26 Februar 2006

Flagge zeigen

Kleines Personalvertretertreffen, ohne Stress und schon gar nicht konspirativ, auf der Terrasse der institutseigenen Cafeteria. Sinn des Treffens ist die Ausarbeitung einer gemeinsamen Strategie im Hinblick auf das grosse Treffen mit dem Big Boss nächsten Freitag. "Gemeinsam" auch deswegen, weil drei Institutionen beteiligt sind, das IFAL, das Casa de Francia und die Botschaft. Man kennt sich von einer Institution zur anderen kaum, die Erfahrungen als Personalvertreter sind unterschiedlich - meine Erfahrung tendiert übrigens gegen null. Christine war bereits Personalvertreterin, wie auch Araceli, wie auch Lucia, die seit mindestens dreissig Jahren in der Firma malocht und ein dementsprechend elefantastisches Gedächtnis in Sachen Personal hat.

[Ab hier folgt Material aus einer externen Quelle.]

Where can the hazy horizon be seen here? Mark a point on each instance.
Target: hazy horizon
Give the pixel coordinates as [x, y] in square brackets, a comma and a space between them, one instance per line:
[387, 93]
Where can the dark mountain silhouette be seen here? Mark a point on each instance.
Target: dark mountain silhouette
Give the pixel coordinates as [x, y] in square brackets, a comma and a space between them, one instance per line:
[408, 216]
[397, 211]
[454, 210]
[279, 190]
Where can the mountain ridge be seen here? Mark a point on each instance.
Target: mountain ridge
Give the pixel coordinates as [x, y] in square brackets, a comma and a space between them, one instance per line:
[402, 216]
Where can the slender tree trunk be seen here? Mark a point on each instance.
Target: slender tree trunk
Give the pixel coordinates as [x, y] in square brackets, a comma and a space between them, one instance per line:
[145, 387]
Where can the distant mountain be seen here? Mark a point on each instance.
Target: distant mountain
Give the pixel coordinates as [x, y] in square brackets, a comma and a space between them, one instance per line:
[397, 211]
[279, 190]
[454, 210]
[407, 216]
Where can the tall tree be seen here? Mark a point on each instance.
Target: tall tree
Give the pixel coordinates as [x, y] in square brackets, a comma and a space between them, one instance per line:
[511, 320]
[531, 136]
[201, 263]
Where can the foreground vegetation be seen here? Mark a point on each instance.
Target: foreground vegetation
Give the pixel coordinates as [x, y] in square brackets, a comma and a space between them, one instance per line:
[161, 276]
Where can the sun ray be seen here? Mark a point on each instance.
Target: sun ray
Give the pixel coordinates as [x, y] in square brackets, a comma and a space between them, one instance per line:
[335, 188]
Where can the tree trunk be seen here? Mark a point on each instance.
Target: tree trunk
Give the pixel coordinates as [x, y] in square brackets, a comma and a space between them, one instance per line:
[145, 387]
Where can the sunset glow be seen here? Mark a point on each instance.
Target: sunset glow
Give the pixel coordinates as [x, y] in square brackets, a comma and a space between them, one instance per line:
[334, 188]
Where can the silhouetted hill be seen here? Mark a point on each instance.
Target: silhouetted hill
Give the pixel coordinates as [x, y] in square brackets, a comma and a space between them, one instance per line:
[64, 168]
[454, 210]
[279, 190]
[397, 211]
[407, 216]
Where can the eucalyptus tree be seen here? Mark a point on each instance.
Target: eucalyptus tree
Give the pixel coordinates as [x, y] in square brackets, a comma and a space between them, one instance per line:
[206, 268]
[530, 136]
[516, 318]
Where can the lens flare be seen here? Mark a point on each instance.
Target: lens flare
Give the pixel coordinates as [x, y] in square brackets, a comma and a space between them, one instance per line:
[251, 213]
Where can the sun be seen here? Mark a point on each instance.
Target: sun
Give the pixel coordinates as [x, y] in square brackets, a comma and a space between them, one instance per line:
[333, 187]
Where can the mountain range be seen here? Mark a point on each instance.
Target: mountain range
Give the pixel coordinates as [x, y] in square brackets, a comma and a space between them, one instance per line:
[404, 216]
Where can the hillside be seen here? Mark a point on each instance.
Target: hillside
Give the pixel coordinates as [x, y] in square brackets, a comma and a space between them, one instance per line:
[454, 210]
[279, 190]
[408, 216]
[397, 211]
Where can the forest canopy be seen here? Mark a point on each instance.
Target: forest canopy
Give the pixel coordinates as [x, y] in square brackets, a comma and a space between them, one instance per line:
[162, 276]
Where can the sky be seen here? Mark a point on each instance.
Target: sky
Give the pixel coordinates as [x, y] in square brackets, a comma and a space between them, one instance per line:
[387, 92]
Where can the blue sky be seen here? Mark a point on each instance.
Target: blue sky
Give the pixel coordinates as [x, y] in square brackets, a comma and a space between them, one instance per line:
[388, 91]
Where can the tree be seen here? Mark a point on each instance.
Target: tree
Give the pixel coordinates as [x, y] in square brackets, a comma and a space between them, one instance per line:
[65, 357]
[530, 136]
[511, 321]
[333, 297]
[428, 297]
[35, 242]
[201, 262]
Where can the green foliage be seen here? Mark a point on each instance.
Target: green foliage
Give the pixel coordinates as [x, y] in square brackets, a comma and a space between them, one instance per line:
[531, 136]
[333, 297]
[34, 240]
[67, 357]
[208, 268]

Anderthalb Stunden später haben wir eine Tagesordnung aufgestellt, die einigermassen Kopf und Fuss hat. Ich frage mich zwar immer noch, welchem Arbeitsrecht wir unterliegen, dem mexikanischen oder dem französischen, aber wir fühlen uns gerüstet, die Revolution die Debatte in Angriff zu nehmen. Falls uns die Inspiration verloren geht, können wir immer noch zu Trotskys Haus im Süden der Stadt pilgern, wer weiss, vielleicht hilft's. Aber hört, hört? Fanfaren? Was geht denn jetzt ab? Hat jemand eine Revolution ausgerufen, ohne uns Bescheid zu sagen? Ich schau mal nach... Ach so, hatte ich ganz vergessen: heute, Freitag 24. Februar, ist dia de la bandera, Flaggentag, und soviel ich weiss ist Mexiko das einzige Land, in dem ein solcher Flaggentag überhaupt begangen wird. Die Fanfaren, das waren Schüler in ihrer Schuluniform, die durchs Viertel marschieren und sämtliche Flaggen darbieten, die Staatsflagge, die der einzelnen Bundesstaaten und sogar die der unvermeidlichen Jungfrau von Guadalupe, was mir in einem offiziell laizistischen Land wie Mexiko wenig orthodox erscheint. Aber egal; solange man Spass hat...

23 Februar 2006

Der Müll und ich

Bin von einer Frau angepflaumt worden, und das geschah so: ich hatte die Wohnung verlassen, war unterwegs in Richtung IFAL und schleppte einen grossen schwarzen Müllsack voller Hausmüll mit mir herum, den ich an der üblichen Stelle absetzen wollte. Aus den Augenwinkeln heraus sah ich eine Frau, die in ihrem grossen Wagen offenbar Schwierigkeiten mit dem Einparken hatte. Ich stellte den Sack ab, tat ein paar Schritte, hörte ein kurzes Hupen, drehte mich um und - nanu? - die Dame hatte es mit mir.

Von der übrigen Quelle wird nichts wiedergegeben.